Monitoring anthropogenic pollutants in northern coasts of Hormuz Strait using blood indices and thyroid hormone levels in Periophthalmus argentilineatus (Pisces: Gobiidae)

Document Type : Research Paper


1 Young researches and Elite club, Islamic Azad University, Bandar Abbas branch, P.O. Box: 79159-1311, Bandar Abbas, Iran.

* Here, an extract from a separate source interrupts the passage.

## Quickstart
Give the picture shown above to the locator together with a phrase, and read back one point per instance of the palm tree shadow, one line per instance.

2 Department of Marine biology, Faculty of Marine Sciences and Technologies, University of Hormozgan, Bandar Abbas, Iran. P.O. Box 3995


Coastal waters in northern part of Hormuz Strait receive large inputs of anthropogenic pollutants. This study was conducted to determine the effects of environmental contaminants on plasma enzymes, thyroid hormones and biochemical blood parameters of Periophthalmus argentilineatus to monitor marine pollution from northern part of Hormuz strait. For this purpose, a total of 90 specimens were collected from three estuarine stations (30 specimens for each station) including Shour-e-aval (first station; St1), Souro (second station; St2) and Bustanoo (third station; St3) and some blood plasma indices, such as aspartate aminotransaminase (AST), alanine aminotransferase (ALT), alkaline phosphatase (ALP), lactate dehydrogenase (LDH), glucose (GLU), cholesterol (CHOL), triglyceride (TRIG), and thyroid hormones including triiodothyronine (T3), thyroxine (T4) and thyroid-stimulating hormone (TSH) were measured. Results showed that the plasma enzymes levels were significantly higher in fish from the polluted location (Bustanoo; station 3). Concentrations of thyroid hormones and also the glucose and cholesterol levels were significantly higher in the samples from the station 3 (p<0.05). Due to the negative impact of pollutants on biochemical and hormonal functions of blood serum of resident species, including P. argentilineatus, this species can be used as a bioindicator of pollution in northern part of Hormuz Strait.